3. Ecosystems can unlock value creation through evolution.
The word disruption is often associated with game-changing digital transformations. But a key benefit of ecosystems is that they don't necessarily require an overhaul of the existing business model. By putting customer interactions under the microscope to build actionable insights, companies that feel trapped by their legacy business can discover ways to create value. Emphasizing value will give our fictional joint replacement expert, JRS, a competitive advantage within the healthcare ecosystem by using its data to help make all the experiences and products in its ecosystem better over time. This is good news for patients, but doctors and hospital departments will also feel its effect. Healthcare professionals will realize that the JRS digital platform addresses pain points they encounter in helping orthopedic patients return to full health. What’s more, it does so in a way that integrates with their workflow. As a result, it won't require additional effort or legwork in an already pressurized setting.

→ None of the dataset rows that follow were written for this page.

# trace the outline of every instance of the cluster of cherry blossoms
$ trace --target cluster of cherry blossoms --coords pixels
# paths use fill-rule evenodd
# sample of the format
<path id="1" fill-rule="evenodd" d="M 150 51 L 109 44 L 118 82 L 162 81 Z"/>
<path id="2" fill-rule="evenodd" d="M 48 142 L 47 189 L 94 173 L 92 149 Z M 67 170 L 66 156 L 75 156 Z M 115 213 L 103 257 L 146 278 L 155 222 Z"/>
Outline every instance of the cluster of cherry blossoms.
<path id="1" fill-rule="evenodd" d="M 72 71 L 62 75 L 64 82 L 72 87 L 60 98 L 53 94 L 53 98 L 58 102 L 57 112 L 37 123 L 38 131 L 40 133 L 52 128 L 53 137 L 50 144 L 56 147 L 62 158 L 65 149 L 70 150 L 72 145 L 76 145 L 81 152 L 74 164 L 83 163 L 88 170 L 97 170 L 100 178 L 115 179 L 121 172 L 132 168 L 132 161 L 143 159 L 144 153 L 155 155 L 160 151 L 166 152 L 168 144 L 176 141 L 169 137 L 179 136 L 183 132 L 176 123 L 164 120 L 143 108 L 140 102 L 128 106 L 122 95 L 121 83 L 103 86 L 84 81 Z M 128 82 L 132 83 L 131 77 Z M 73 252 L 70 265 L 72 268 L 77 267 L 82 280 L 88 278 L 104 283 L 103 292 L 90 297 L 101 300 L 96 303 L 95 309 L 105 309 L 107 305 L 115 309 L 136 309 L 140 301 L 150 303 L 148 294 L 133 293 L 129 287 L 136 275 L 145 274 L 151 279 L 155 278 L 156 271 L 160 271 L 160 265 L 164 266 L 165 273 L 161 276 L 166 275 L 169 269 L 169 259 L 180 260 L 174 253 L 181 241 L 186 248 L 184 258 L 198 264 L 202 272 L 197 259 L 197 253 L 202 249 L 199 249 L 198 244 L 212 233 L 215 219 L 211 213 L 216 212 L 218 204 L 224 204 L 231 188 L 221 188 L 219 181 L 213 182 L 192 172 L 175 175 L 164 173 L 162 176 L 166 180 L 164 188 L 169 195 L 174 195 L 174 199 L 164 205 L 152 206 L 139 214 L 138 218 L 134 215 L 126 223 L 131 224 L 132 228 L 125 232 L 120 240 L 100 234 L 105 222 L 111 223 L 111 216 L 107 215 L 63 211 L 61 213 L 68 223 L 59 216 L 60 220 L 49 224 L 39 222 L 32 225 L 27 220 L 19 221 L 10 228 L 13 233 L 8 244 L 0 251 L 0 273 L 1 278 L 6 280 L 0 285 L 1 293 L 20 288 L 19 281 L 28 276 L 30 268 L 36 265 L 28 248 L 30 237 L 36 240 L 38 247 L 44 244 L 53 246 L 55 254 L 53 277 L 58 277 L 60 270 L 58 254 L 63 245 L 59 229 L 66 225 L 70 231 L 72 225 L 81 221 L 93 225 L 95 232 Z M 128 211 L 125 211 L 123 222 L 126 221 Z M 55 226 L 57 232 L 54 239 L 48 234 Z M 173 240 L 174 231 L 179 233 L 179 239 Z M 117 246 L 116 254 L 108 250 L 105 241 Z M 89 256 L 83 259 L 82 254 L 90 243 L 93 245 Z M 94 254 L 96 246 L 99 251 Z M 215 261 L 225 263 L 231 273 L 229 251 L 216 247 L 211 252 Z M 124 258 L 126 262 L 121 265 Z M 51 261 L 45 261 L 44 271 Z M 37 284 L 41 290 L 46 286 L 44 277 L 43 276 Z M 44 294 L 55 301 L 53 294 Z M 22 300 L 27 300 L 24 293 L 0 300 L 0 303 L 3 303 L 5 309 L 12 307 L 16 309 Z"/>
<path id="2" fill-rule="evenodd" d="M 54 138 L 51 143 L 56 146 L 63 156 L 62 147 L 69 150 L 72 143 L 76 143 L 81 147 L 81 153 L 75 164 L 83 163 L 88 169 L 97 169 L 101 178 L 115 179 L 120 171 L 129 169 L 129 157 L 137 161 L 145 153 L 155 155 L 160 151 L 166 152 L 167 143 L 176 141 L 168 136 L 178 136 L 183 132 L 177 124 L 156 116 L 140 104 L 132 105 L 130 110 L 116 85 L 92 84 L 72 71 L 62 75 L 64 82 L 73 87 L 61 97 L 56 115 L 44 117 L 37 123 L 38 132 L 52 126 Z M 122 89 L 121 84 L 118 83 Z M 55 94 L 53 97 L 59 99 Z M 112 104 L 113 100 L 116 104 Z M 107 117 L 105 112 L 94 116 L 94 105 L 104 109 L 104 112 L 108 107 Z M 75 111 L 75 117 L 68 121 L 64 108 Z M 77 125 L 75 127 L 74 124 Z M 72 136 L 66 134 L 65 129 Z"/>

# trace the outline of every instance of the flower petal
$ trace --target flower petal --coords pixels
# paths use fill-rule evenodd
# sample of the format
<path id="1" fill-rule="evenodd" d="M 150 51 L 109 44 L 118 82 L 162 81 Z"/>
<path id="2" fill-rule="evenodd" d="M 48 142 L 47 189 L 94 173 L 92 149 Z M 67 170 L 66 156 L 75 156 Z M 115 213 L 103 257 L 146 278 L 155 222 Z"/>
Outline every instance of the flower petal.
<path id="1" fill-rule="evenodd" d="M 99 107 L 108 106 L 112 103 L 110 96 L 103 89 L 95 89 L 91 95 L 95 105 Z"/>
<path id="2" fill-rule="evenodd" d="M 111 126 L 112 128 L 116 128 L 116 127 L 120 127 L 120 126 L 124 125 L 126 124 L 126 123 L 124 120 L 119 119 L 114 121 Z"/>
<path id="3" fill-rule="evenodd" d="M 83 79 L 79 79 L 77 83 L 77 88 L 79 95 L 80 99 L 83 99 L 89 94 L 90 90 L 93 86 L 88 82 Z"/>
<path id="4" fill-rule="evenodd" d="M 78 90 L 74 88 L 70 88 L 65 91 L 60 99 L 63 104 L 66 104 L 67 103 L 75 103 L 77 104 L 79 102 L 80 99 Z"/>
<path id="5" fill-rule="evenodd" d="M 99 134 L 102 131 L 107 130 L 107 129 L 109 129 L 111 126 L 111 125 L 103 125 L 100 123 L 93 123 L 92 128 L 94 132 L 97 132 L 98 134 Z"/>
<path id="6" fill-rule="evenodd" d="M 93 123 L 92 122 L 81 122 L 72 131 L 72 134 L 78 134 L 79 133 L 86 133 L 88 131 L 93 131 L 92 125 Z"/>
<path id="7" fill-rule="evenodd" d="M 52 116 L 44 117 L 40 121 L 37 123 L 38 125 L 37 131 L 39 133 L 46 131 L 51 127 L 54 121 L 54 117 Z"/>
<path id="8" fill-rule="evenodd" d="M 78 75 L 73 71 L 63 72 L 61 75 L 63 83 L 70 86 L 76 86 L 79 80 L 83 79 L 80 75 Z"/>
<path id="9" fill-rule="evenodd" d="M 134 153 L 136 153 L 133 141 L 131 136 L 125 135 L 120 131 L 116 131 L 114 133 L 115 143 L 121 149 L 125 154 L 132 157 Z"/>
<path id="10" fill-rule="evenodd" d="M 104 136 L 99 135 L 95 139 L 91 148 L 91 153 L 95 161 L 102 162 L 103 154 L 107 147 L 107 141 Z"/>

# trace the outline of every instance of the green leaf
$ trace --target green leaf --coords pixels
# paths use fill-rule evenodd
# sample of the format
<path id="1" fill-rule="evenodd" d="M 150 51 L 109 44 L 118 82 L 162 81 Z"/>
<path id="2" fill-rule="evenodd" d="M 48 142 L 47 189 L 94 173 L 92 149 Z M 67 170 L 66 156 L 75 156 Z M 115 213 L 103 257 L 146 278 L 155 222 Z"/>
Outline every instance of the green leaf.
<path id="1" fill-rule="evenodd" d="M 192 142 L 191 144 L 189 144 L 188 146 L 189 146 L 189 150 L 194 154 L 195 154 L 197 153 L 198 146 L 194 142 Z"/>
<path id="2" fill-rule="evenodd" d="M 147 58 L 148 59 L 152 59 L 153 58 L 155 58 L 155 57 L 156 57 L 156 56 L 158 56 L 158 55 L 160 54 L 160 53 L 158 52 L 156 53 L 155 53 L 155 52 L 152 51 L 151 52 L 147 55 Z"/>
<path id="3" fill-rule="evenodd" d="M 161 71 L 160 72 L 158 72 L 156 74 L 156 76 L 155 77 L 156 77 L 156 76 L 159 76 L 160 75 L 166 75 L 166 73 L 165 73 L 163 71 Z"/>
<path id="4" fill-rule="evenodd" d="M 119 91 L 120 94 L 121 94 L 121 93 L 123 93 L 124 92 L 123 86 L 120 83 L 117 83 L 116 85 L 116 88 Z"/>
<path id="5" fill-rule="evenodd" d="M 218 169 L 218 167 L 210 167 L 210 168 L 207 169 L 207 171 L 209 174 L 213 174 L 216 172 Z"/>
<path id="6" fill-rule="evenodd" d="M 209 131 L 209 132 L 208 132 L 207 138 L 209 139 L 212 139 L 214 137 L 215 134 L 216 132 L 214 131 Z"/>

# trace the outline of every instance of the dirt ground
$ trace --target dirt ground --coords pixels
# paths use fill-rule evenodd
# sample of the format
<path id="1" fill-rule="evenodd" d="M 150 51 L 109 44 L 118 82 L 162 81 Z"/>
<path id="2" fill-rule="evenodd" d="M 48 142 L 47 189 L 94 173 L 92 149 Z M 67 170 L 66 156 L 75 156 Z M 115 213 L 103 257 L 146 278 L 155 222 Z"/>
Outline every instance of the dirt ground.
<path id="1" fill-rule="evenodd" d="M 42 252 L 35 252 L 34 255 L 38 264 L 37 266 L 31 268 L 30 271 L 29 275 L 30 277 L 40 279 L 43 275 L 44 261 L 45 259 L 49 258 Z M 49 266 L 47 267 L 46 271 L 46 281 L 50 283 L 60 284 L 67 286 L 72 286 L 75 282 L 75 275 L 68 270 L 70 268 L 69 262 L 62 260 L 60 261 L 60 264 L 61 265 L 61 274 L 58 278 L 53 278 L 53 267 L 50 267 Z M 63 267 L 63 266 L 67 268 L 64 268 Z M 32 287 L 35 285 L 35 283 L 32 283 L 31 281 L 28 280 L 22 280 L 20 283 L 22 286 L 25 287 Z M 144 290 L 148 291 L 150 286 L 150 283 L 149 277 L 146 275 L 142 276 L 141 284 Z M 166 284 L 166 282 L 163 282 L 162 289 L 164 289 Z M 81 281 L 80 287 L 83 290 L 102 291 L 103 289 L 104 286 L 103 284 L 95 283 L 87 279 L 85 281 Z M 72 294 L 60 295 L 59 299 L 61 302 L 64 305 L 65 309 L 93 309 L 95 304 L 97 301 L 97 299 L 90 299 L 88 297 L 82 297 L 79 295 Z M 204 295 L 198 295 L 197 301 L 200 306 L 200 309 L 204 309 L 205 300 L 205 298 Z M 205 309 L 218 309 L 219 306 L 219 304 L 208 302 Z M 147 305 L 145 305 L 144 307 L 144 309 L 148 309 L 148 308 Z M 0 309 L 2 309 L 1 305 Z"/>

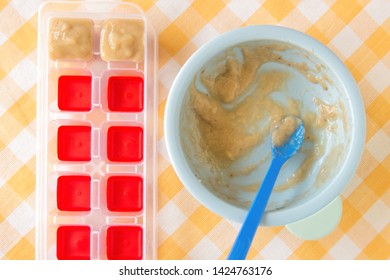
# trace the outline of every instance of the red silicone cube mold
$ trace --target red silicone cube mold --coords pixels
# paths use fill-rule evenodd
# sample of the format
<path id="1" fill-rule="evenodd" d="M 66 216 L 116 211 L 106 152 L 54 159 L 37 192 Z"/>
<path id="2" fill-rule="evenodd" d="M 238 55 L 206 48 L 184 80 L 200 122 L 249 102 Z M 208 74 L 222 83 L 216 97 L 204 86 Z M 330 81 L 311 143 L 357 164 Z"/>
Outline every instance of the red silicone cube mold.
<path id="1" fill-rule="evenodd" d="M 84 175 L 58 177 L 57 208 L 61 211 L 90 211 L 91 177 Z"/>
<path id="2" fill-rule="evenodd" d="M 89 260 L 91 229 L 88 226 L 60 226 L 57 229 L 59 260 Z"/>
<path id="3" fill-rule="evenodd" d="M 143 159 L 143 129 L 138 126 L 111 126 L 107 131 L 107 158 L 115 162 Z"/>
<path id="4" fill-rule="evenodd" d="M 107 208 L 113 212 L 139 212 L 143 207 L 143 180 L 138 176 L 111 176 L 107 180 Z"/>
<path id="5" fill-rule="evenodd" d="M 90 111 L 91 81 L 91 76 L 61 76 L 58 79 L 58 108 L 63 111 Z"/>
<path id="6" fill-rule="evenodd" d="M 142 77 L 113 76 L 108 79 L 108 109 L 119 112 L 141 112 L 144 108 Z"/>
<path id="7" fill-rule="evenodd" d="M 141 260 L 143 256 L 142 228 L 111 226 L 107 229 L 107 259 Z"/>
<path id="8" fill-rule="evenodd" d="M 91 160 L 91 127 L 60 126 L 57 139 L 58 159 L 63 161 Z"/>

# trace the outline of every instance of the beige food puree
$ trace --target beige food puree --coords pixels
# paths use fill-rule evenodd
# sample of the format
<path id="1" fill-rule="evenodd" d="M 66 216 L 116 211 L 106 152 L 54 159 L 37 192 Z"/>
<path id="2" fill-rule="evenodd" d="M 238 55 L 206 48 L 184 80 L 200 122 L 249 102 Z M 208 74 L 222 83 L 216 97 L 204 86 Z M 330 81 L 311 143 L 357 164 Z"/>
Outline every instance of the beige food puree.
<path id="1" fill-rule="evenodd" d="M 104 61 L 142 62 L 144 59 L 144 22 L 110 19 L 103 24 L 100 52 Z"/>
<path id="2" fill-rule="evenodd" d="M 269 143 L 269 153 L 259 158 L 258 163 L 241 169 L 232 168 L 237 161 L 250 156 L 256 147 L 268 143 L 271 128 L 283 118 L 291 116 L 278 128 L 274 136 L 275 145 L 282 145 L 287 140 L 296 127 L 291 120 L 295 119 L 294 116 L 299 117 L 306 129 L 300 152 L 304 158 L 295 172 L 276 186 L 276 190 L 304 181 L 314 165 L 319 161 L 326 163 L 328 154 L 334 158 L 334 151 L 327 151 L 324 138 L 329 133 L 335 134 L 337 121 L 345 119 L 342 105 L 340 102 L 325 102 L 331 81 L 327 75 L 321 74 L 322 65 L 313 69 L 304 62 L 289 61 L 283 57 L 282 53 L 292 48 L 295 47 L 275 41 L 234 46 L 203 67 L 189 88 L 189 109 L 183 110 L 181 122 L 186 135 L 182 137 L 182 146 L 188 161 L 200 180 L 214 193 L 241 207 L 248 207 L 250 202 L 240 201 L 239 192 L 256 191 L 261 179 L 253 185 L 242 186 L 226 178 L 246 176 L 254 172 L 259 164 L 270 162 Z M 267 68 L 270 64 L 277 67 Z M 307 83 L 319 85 L 316 94 L 304 93 L 312 109 L 306 108 L 302 99 L 288 92 L 291 70 Z M 276 98 L 277 95 L 283 100 Z M 196 162 L 191 159 L 194 156 Z M 204 165 L 219 177 L 202 177 L 199 170 Z M 319 179 L 326 180 L 324 172 L 321 174 Z"/>
<path id="3" fill-rule="evenodd" d="M 49 56 L 53 60 L 90 60 L 92 38 L 92 20 L 53 18 L 49 30 Z"/>

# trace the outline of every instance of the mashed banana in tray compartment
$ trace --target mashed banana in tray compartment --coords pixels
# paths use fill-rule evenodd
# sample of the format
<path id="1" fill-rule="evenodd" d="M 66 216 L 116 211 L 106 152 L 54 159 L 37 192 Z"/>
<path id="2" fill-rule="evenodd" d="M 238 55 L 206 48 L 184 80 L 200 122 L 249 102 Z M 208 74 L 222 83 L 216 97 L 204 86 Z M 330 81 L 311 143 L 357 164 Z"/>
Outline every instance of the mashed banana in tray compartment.
<path id="1" fill-rule="evenodd" d="M 104 61 L 144 59 L 144 22 L 139 19 L 110 19 L 103 24 L 100 52 Z"/>
<path id="2" fill-rule="evenodd" d="M 49 27 L 52 60 L 90 60 L 93 56 L 93 20 L 53 18 Z"/>
<path id="3" fill-rule="evenodd" d="M 254 41 L 228 48 L 196 74 L 181 113 L 181 143 L 199 180 L 217 196 L 250 205 L 242 193 L 257 191 L 262 178 L 249 185 L 240 178 L 268 168 L 271 128 L 288 116 L 303 121 L 305 141 L 297 166 L 275 190 L 309 177 L 324 183 L 337 168 L 347 129 L 344 105 L 338 94 L 330 94 L 333 82 L 324 66 L 310 58 L 287 43 Z M 280 127 L 277 144 L 294 127 Z M 247 160 L 256 153 L 257 160 Z"/>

4. Circularity: a winning formula
Circularity gets to the core point of ecosystem thinking. Ecosystems are not just about unlocking value and extending the shelf life of the core business; they also deliver a multiplier effect that benefits customers, operators, and society at large. They are inherently circular, reciprocal and to the benefit of all.
Suppose JRS builds a digital platform that tracks all customer interactions during the knee/hip transplant process. As a result, it can quickly identify actionable insights that will provide early warning of possible complications and support rapid improvements and enhancements. This gives the company a competitive edge by reaching beyond the straightforward provision of services, becoming a critical mainstay of healthcare ecosystem efficiencies and satisfaction.
At the same time, patients emerge better off because their needs are closely monitored and addressed. And healthcare professionals can deliver their goal of healthy patients more fluidly and sustainably.
In addition, other key players in the JRS ecosystem can optimize the model to create better implants, surgery materials or operation times. As a result, issues are flagged more quickly, the system is more responsive, and everyone is better equipped to reap value at each new turn. (We will explore the role of JRS's ecosystem partners in our next blog).
In sum, the ecosystem speaks directly to patients, HCPs and the challenges they encounter, making it easier to provide optimal outcomes at any given time.